Department of Chemistry, University of Waterloo, 200 University Avenue West, Waterloo, Ontario N2L 3G1, Canada.
Analyst. 2021 Jul 26;146(15):4737-4743. doi: 10.1039/d1an00557j.
Although there has been a surge in popularity of differential mobility spectrometry (DMS) within analytical workflows, determining separation conditions within the DMS parameter space still requires manual optimization. A means of accurately predicting differential ion mobility would benefit practitioners by significantly reducing the time associated with method development. Here, we report a machine learning (ML) approach that predicts dispersion curves in an N2 environment, which are the compensation voltages (CVs) required for optimal ion transmission across a range of separation voltages (SVs) between 1500 to 4000 V. After training a random-forest based model using the DMS information of 409 cationic analytes, dispersion curves were reproduced with a mean absolute error (MAE) of ≤ 2.4 V, approaching typical experimental peak FWHMs of ±1.5 V. The predictive ML model was trained using only m/z and ion-neutral collision cross section (CCS) as inputs, both of which can be obtained from experimental databases before being extensively validated. By updating the model via inclusion of two CV datapoints at lower SVs (1500 V and 2000 V) accuracy was further improved to MAE ≤ 1.2 V. This improvement stems from the ability of the "guided" ML routine to accurately capture Type A and B behaviour, which was exhibited by only 2% and 17% of ions, respectively, within the dataset. Dispersion curve predictions of the database's most common Type C ions (81%) using the unguided and guided approaches exhibited average errors of 0.6 V and 0.1 V, respectively.

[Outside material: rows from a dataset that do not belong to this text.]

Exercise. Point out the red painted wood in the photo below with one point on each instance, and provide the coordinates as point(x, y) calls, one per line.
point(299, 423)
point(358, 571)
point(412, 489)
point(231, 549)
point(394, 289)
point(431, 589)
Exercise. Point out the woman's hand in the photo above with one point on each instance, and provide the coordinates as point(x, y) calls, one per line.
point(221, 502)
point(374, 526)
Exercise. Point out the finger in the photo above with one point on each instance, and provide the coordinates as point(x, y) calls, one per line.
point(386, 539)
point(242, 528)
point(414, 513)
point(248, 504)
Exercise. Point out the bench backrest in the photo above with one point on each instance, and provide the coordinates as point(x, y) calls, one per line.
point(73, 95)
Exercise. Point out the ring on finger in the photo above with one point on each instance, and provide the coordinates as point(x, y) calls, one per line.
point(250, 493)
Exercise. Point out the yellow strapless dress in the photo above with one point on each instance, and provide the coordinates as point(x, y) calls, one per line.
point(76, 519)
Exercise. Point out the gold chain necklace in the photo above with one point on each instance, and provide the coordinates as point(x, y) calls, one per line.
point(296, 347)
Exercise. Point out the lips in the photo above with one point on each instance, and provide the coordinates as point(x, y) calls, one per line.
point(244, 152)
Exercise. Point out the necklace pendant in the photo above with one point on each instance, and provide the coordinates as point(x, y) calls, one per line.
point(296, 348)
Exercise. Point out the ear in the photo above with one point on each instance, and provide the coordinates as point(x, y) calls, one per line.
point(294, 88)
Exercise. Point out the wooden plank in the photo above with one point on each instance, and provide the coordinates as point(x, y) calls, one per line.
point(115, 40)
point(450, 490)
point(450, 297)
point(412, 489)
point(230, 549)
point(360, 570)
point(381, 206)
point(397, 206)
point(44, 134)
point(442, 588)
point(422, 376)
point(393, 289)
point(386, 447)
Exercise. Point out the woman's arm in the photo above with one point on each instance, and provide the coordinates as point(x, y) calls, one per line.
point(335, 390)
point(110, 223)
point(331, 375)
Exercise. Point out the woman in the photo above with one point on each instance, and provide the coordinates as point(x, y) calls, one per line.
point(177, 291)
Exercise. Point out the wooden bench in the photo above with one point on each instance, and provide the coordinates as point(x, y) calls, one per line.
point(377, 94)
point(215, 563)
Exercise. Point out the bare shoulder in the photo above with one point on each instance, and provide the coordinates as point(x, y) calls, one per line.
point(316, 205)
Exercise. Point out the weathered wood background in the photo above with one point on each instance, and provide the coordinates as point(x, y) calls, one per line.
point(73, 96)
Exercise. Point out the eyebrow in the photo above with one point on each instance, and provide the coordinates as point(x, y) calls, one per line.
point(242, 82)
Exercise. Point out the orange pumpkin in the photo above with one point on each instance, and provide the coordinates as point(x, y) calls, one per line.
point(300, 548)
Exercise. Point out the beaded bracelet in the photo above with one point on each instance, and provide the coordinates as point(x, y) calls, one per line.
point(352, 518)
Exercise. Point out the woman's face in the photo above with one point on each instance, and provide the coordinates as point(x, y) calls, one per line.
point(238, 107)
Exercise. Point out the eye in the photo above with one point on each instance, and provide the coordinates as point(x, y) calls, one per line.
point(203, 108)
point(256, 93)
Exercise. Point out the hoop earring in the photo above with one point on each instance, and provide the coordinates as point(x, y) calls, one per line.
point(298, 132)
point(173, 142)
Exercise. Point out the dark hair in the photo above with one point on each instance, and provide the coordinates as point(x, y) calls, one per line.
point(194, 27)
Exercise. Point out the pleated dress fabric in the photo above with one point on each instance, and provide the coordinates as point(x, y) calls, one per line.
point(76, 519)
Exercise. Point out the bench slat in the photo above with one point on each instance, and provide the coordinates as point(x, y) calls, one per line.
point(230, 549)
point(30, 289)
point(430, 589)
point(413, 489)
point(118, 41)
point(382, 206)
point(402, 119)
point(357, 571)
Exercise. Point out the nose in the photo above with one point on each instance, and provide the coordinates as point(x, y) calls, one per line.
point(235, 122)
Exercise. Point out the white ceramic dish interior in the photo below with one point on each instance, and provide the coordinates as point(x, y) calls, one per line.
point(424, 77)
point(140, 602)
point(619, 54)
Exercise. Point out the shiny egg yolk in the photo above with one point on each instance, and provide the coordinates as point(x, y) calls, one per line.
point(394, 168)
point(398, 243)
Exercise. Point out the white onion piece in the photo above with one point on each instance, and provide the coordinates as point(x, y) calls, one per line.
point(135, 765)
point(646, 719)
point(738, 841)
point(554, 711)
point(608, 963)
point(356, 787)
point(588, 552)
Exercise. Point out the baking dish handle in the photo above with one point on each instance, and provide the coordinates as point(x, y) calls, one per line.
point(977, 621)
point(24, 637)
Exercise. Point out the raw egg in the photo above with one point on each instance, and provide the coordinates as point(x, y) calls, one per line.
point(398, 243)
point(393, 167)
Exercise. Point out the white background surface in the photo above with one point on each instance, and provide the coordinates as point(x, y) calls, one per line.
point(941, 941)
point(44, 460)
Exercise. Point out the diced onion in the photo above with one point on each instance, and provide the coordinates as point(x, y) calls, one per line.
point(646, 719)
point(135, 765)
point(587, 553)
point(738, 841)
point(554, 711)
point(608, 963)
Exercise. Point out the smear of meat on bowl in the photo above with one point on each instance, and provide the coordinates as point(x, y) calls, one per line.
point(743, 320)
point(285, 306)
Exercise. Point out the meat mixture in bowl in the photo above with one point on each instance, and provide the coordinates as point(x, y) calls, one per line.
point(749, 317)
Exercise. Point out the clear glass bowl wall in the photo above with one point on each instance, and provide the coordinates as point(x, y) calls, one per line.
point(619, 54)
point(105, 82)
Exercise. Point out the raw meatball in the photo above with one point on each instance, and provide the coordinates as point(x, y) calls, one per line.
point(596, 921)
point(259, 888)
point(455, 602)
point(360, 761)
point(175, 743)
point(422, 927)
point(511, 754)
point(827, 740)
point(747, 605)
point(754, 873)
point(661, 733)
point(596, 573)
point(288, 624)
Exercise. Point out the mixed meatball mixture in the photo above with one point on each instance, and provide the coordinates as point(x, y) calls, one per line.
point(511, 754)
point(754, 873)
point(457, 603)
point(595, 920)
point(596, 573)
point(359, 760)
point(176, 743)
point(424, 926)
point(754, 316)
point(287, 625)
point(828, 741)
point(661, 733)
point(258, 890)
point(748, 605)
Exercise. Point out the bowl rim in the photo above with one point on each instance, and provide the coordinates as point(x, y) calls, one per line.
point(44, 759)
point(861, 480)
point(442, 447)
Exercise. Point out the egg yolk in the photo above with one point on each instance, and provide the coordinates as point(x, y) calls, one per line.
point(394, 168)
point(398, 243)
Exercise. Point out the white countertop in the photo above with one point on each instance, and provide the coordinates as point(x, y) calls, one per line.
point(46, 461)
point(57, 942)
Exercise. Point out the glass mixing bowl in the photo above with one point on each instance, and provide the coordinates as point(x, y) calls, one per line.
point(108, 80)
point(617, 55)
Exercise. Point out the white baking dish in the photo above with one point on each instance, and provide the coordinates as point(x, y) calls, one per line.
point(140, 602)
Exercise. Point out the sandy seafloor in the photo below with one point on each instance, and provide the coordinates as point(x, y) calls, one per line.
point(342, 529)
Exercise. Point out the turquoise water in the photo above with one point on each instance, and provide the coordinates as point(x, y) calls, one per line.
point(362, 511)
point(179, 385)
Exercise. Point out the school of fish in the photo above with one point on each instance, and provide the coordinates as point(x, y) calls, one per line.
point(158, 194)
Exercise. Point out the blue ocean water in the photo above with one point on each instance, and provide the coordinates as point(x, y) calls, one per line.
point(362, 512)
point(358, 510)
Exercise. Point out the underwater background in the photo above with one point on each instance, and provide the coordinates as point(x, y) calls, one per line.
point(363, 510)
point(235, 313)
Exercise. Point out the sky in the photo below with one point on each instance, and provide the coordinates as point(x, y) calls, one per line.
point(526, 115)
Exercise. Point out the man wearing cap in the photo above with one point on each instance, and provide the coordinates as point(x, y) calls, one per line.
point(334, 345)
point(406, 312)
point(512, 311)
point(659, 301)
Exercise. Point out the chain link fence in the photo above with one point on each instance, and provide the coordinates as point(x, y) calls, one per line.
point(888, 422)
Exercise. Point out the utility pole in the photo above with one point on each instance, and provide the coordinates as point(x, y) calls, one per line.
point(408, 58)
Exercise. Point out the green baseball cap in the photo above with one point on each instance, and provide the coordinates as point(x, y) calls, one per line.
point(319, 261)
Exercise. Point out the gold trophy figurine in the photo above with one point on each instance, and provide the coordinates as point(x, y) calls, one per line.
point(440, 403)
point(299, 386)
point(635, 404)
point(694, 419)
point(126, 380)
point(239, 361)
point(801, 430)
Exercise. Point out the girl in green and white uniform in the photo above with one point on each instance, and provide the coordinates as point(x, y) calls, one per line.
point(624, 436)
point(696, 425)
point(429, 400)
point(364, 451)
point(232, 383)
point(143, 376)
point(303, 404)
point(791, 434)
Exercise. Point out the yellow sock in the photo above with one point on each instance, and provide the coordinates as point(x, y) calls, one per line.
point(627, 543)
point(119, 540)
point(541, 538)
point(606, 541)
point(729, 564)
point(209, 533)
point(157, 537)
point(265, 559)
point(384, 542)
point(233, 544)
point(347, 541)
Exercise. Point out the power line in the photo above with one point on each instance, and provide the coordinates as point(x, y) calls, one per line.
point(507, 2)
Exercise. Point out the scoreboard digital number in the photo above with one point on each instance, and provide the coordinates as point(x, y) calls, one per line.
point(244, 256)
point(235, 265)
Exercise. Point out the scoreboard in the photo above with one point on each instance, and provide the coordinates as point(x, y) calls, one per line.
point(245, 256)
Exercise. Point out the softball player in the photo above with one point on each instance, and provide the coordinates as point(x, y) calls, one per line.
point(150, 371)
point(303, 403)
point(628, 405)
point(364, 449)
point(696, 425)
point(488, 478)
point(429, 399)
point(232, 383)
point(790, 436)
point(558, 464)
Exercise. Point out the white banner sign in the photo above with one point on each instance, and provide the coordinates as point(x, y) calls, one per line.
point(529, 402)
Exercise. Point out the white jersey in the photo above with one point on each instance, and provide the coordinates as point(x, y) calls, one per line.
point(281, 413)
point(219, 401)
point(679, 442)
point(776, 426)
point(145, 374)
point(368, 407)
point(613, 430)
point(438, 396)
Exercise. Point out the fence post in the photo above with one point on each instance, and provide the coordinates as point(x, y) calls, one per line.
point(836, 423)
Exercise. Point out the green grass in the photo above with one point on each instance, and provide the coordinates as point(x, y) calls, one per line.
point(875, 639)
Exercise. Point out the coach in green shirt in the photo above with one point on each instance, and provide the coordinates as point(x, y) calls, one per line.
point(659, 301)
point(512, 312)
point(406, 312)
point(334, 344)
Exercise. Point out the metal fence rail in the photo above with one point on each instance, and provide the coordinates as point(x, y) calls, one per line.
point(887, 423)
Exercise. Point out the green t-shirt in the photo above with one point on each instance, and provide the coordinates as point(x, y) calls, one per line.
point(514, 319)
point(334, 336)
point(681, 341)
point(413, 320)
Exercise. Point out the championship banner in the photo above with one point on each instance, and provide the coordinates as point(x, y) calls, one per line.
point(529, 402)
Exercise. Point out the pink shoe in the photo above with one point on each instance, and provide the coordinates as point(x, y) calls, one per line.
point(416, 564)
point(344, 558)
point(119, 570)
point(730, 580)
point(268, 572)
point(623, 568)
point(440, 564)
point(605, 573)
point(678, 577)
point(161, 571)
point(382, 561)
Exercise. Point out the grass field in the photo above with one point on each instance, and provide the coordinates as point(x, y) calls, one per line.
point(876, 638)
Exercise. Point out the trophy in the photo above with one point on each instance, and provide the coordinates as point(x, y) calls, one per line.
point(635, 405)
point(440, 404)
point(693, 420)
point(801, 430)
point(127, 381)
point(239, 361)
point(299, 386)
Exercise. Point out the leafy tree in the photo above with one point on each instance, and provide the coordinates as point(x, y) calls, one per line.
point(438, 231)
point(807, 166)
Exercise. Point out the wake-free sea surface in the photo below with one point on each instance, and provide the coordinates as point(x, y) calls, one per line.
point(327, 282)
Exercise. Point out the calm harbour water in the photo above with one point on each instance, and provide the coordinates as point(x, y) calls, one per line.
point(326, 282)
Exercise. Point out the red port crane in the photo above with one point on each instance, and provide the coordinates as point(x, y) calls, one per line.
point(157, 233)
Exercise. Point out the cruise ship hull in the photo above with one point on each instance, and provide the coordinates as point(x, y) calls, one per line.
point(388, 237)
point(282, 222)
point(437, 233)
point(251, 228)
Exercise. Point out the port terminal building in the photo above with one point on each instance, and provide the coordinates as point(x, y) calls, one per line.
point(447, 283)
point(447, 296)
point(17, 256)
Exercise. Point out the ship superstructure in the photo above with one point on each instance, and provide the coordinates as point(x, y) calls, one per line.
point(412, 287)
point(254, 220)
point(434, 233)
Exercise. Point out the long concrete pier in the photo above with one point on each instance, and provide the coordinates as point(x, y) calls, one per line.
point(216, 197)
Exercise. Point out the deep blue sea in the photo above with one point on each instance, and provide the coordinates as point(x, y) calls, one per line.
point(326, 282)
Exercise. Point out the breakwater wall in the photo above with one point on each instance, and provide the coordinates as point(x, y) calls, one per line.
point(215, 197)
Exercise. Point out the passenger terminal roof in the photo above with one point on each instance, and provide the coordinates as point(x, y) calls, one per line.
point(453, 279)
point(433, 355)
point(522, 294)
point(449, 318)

尽管差分离子迁移谱(DMS)在分析工作流程中的应用越来越广泛,但在 DMS 参数空间中确定分离条件仍需要手动优化。一种能够准确预测差分离子迁移率的方法将通过显著减少与方法开发相关的时间,使从业者受益。在这里,我们报告了一种机器学习(ML)方法,该方法可以预测 N2 环境中的色散曲线,这是在 1500 至 4000 V 之间的一系列分离电压(SV)下优化离子传输所需的补偿电压(CV)。在使用 409 种阳离子分析物的 DMS 信息对基于随机森林的模型进行训练后,色散曲线的再现误差(MAE)≤2.4 V,接近典型实验峰 FWHM 的±1.5 V。该预测 ML 模型仅使用 m/z 和离子-中性碰撞截面(CCS)作为输入进行训练,这两者都可以从实验数据库中获得,然后进行广泛验证。通过在较低 SV(1500 V 和 2000 V)下包含两个 CV 数据点来更新模型,进一步提高了准确性,MAE≤1.2 V。这种改进源于“引导”ML 例程准确捕获 A 型和 B 型行为的能力,分别仅在数据集内的 2%和 17%的离子中表现出这种行为。使用无引导和引导方法对数据库中最常见的 C 型离子(81%)的色散曲线预测,平均误差分别为 0.6 V 和 0.1 V。